Gina woke me this morning with a kiss.  She said, "It's twenty one years today and I love you just as much as I did the day I married you!"

I feel the same way.  I love her even more.  I can not imagine my life without her.

Last year I wanted to do something special, but we're in the same boat this year as we were last year - a tugboat.  One day we'll go on a cruise together.  It was my hope last year, but it's just wasn't in the cards.  Nothing is in the cards this week.  I told Gina that I was going to have to be out of town this weekend.  She replied, "We're past all that, we know we how much we love each other."

She's sweet, but I'm not past it.

The above photo was taken the night I proposed to Gina.  I was working with Jamey Moore Productions at the time.  I woke up one morning knowing what I was to do that day.  God had Gina on my heart and mind that morning.  I wasn't going to let the sun go down without asking her to marry me.  I drove to work and told Jamey that I was not going to stay that day....that I was heading to Chattanooga to propose to Gina. 

God is so good.  My trip to Chattanooga was divinely orchestrated.  I simply can't explain all the nuances of that day seemed to be laid out for the two of us.  There were the string quartet made up of college professors who were up on Signal Mountain that happened to be there practicing.  No one else was there but the musicians, Gina and myself.  We know to this day that God was winking at us.

Every where we went that day, something unique happened, and I am convinced God unfolded those moments for us.  God is a romantic.

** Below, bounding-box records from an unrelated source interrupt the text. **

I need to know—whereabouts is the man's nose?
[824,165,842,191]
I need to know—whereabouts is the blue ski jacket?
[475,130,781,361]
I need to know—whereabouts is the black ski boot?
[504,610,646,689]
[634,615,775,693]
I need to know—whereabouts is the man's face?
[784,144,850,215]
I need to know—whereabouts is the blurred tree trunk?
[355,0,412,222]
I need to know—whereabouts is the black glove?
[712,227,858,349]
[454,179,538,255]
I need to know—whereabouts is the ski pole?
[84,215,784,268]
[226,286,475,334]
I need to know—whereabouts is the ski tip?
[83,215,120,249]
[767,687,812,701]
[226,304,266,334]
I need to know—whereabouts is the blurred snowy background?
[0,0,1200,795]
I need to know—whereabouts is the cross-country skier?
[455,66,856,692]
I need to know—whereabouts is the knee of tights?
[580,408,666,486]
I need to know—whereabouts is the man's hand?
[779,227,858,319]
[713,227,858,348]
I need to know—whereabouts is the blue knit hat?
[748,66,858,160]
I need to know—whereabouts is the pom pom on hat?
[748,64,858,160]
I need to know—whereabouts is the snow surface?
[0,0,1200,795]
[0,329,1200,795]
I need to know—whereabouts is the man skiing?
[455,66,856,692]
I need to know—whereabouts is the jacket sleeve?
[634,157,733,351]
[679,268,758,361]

Gina was the one.   I'd been in relationships ...but I wanted someone in my life that would love me as much as I wanted to love.  When I met Gina, I discovered that love.  She pours herself out daily and loves without ceasing.  Gina is far more precious than jewels and her value is far above rubies or pearls. 
What we have - we will always have.

Our anniversary week will go by quietly and with little celebration. 
Our time is consumed with other things to do this year.   We are going to have to be apart this weekend.  Nevertheless, my heart is filled.  I am thankful to God for sending Gina my way.  That this love I have is greater than I ever could have imagined.  Thanks God.
Whoso findeth a wife findeth a good thing, and obtaineth favour of the Lord.